The Aquarius/Pisces cusp (Feb 19):
AQUEESIES - the limp crystal. These guys are in the ozone, pure and simple. Not of Earth. Don't try to figure them out. I once knew an Aqueesies with a pet snail named Chaos. This cusp rules lost mail, confused bureaucracy, the entire New Age, selfless individualism, lost souls, and decentralized minds.
The Pisces/Aries cusp (Mar 20):
PRAYERIES – the shark.

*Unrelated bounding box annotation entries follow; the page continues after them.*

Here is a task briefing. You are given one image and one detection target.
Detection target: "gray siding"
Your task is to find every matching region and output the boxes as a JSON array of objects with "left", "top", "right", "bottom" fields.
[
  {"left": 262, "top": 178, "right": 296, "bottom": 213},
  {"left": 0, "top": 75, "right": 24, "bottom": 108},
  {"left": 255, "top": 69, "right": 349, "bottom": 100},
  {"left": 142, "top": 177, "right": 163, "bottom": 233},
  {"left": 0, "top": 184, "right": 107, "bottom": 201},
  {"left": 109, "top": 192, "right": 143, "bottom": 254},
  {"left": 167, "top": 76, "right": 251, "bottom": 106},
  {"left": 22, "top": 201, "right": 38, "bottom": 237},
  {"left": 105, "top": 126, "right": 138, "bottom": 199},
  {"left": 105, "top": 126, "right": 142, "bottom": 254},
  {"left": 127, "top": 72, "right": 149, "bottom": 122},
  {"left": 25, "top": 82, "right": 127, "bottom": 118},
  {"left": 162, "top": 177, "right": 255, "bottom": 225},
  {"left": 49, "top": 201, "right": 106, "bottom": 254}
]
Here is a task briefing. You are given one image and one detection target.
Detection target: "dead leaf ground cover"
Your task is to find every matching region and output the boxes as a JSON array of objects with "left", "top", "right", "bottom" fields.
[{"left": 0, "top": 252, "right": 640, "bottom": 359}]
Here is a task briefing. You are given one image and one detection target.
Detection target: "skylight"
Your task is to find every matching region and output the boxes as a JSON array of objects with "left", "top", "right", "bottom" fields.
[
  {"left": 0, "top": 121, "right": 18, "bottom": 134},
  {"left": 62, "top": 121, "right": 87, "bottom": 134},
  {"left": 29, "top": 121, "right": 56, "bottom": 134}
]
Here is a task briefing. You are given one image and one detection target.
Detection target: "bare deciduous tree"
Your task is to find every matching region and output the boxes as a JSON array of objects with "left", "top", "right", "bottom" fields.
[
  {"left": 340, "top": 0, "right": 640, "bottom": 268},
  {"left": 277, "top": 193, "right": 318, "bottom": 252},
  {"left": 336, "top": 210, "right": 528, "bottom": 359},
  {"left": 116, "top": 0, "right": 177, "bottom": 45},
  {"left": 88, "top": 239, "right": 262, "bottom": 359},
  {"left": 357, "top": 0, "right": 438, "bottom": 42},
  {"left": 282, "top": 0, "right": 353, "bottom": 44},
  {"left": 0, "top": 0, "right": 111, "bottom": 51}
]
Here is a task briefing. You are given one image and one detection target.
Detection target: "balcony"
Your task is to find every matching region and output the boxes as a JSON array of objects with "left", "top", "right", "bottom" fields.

Picture an ostrich running around in circles with his head stuck in the ground. Their motto: "I am one with the Universe, but ME FIRST!" PRAYERIES rules holier-than-thou preachers, soggy highway flares, and root beer fizzies. This is not to be confused with LIBRARIES (Libra with Aries rising), which rules root beer soda and book stores.
Now that these cuspal creatures have their true place in astrological literature throughout the universe (TMA is indeed distributed on four planets, and we're about to get Sirius), we can all sleep easier!